Llegamos y todo pareció conspirar para que la noche fuera una de aquellas, nos dieron un lugar justo en medio de todo, tu te veías igual de linda que siempre, incluso hasta un poco más diría yo. Ya la confianza entre los dos va creciendo, de tal modo que incluso esos silencios que antes eran un poco incomodos, ahora ya no lo son tanto.

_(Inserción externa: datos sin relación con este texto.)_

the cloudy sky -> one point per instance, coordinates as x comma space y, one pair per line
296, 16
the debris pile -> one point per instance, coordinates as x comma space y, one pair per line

El Palacio de las Vacas se llama aquel café y esta justo en la calle San Felipe antes de llegar a Federalismo, en él se respira un aire un poco distino a los demás lugares que acostumbramos, con mesas de herrería, sillas de madera, murales en todas las paredes, techos altos y con columnas delgadas, parecía un fragmento de la escena de aquella película de Great Expectations donde vivia la Sra Dinsmoor: Paradiso Perduto. Eramos Finn y Stella, jaja, bueno o algo por el estilo.
Suena raro pero la el mismo lugar puede hacerte sentir cosas distintas con diferente compañía, el otro día me pareció un tanto undeground, hasta de corte un poco gay me atrevería a decir, hoy fué totalmente distinto, no mejor ni peor, solo distinto.
Me voy a dormir que mañana tengo reunión con el Jefe y al parecer va a aser un día difícil, ya el viernes arrancamos con la prueba piloto del proyecto así que tengo que afinar todos los detalles pque puesa.
Seeeeyaa!!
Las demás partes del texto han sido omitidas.